Duration: 1-3 days (8-24 hours)
Python is the top language for data science, and Pandas is the Python library that people turn to most. It combines Python’s ease of use and flexibility with the speed and efficiency of C.
It isn’t hard to learn Pandas, and to do some basic analysis with it. But getting the most out of Pandas can be hard — the library is huge, offering a wide variety of features. It’s often not obvious which is the most efficient and readable way to solve a problem. This has become particularly true in the last few years, now that Pandas supports several back-end storage facilities, including Apache Arrow.
Most Pandas courses want to teach you new techniques. By contrast, this course is designed to help you gain fluency and understanding in techniques you have probably learned, but which you haven’t necessarily had a chance to explore in depth. The assumption is that participants have already participated in a Pandas course.

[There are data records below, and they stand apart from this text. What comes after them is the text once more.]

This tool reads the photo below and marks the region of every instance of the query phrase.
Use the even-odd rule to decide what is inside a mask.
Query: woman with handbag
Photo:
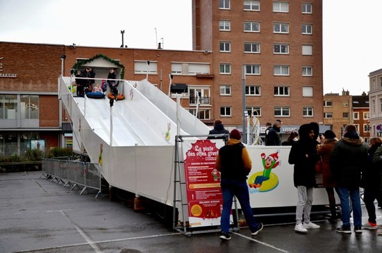
[[[323,139],[323,144],[318,147],[317,153],[321,156],[322,160],[322,186],[325,188],[329,200],[331,216],[329,220],[331,223],[334,223],[338,219],[334,197],[335,182],[331,171],[329,160],[334,145],[338,140],[335,138],[335,133],[331,130],[325,131],[324,135],[321,136],[321,138]]]

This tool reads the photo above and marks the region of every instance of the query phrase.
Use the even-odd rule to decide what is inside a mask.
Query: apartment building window
[[[231,95],[231,85],[228,84],[221,85],[220,95],[222,96]]]
[[[206,109],[206,108],[199,108],[198,115],[197,115],[197,109],[195,108],[188,108],[188,109],[190,113],[193,115],[194,116],[197,116],[197,117],[199,120],[210,120],[211,117],[211,110],[210,109]]]
[[[313,97],[313,88],[312,86],[304,86],[302,88],[302,97]]]
[[[302,45],[302,55],[303,56],[312,56],[313,55],[313,46],[311,44],[303,44]]]
[[[312,66],[302,66],[302,76],[313,76],[313,67]]]
[[[220,63],[220,74],[231,74],[231,64],[229,64],[229,63]]]
[[[313,108],[311,106],[304,107],[302,115],[303,117],[313,117]]]
[[[304,14],[312,14],[312,3],[303,3],[301,11]]]
[[[231,106],[221,106],[220,107],[220,116],[222,117],[230,117],[231,114]]]
[[[245,74],[259,75],[260,70],[260,65],[249,64],[245,65]]]
[[[276,97],[289,97],[289,86],[274,86],[274,95]]]
[[[190,104],[198,104],[198,98],[201,105],[211,104],[209,87],[192,86],[190,88],[188,94],[190,94]]]
[[[289,76],[289,66],[285,66],[285,65],[273,66],[273,74],[274,76]]]
[[[0,95],[0,120],[16,120],[17,115],[17,95]]]
[[[246,85],[245,95],[247,96],[260,96],[259,85]]]
[[[273,11],[274,13],[289,12],[289,3],[288,2],[273,2]]]
[[[149,65],[147,60],[134,61],[134,74],[157,74],[157,68],[156,62],[150,61]]]
[[[229,20],[220,20],[219,22],[219,31],[231,31],[231,21]]]
[[[287,106],[276,106],[274,108],[275,117],[289,117],[290,116],[290,108]]]
[[[183,75],[195,75],[197,74],[210,74],[210,64],[209,63],[172,63],[171,73],[174,74],[183,74]]]
[[[229,10],[230,0],[219,0],[219,8]]]
[[[244,53],[260,53],[260,43],[258,42],[245,42],[244,43]]]
[[[274,33],[288,33],[289,24],[286,23],[273,23]]]
[[[31,120],[39,118],[38,95],[21,95],[21,118]]]
[[[333,113],[324,113],[324,118],[325,119],[333,118]]]
[[[226,41],[220,42],[220,51],[229,53],[231,52],[231,42]]]
[[[333,102],[330,100],[324,101],[324,106],[333,106]]]
[[[249,115],[261,117],[261,107],[260,106],[246,107],[245,110],[248,112]]]
[[[301,29],[302,34],[312,34],[312,25],[310,24],[303,24]]]
[[[260,22],[244,22],[244,32],[260,32]]]
[[[289,54],[289,44],[274,44],[273,45],[273,53],[274,54]]]
[[[244,0],[244,10],[260,10],[260,1]]]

The course consists of a series of hands-on exercises. Each exercise will require the use of one or more Pandas techniques. After each exercise, we will review and discuss each other’s solutions. The instructor’s role will be to provide help while working to solve the exercises, to explain techniques that participants might not understand well, to walk through the solution to each exercise, and to facilitate the discussion session for each exercise.
The exercises all use real-world data sets, and generally have several parts to them. Topics covered include (but are not limited to):
- Choosing dtypes
- Reading data from CSV and Excel files
- Cleaning data
- Sorting
- Grouping
- Pivot tables
- Selecting rows and columns with .loc
- Multi-indexes
- Boolean indexing
- Dates and times
- String manipulation
- Plotting
- NumPy vs. Apache Arrow